He turns the screen back to himself and types something in. ‘So,’ he says, ‘then I started looking into Phin. I got in touch with the Airbnb owner and said I was investigating a murder case and needed the name of the last person to rent his apartment. He was very forthcoming, clearly wanted in on the excitement. Justin Redding.’
Libby looks at him, startled. ‘What?’
‘Phin, or whoever that guy was, used the name of Birdie’s ex-boyfriend to check into an Airbnb.’
‘Oh,’ she says. ‘Wow.’
‘Yeah, right?’ He types something else into his laptop. ‘And last, but by no means least, I give you Sally Radlett.’
He turns the screen towards her again. There is an older woman, silver hair cut into a helmet, horn-rimmed glasses, watery blue eyes, a suggestion of a smile, a light blue blouse unbuttoned to the third button, a pale collarbone, echoes of beauty in the angles of her face. Underneath her photograph are the words ‘Life Therapist and Coach. Penreath, Cornwall’.
‘Right town. Right age. Looks like the right career area generally – you know, life therapist. Kind of bullshit thing you’d end up doing, isn’t it? If you were in fact Sally Thomsen?’
He looks at her triumphantly. ‘What do you think?’ he says. ‘It’s her, isn’t it?’
She shrugs. ‘Well, yeah, I guess it could be.’

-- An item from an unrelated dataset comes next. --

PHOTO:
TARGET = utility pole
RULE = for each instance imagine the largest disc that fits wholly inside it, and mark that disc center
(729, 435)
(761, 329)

‘And there’s her address.’ He points at the screen and she can see the question in his eyes.
‘You think we should go?’
‘I think we should, yes.’
‘When?’
He raises an eyebrow, smiles and presses a number into his phone. He clears his throat and says, ‘Hello, is that Sally Radlett?’
She can hear a voice down the line saying yes.
Then, as suddenly as he’d made the call, Miller ends it. He looks at Libby and says, ‘Now?’
‘But—’ She’s about to start foraging for a reason why she cannot possibly go now, but remembers that she has no reason. ‘I need a shower,’ she manages.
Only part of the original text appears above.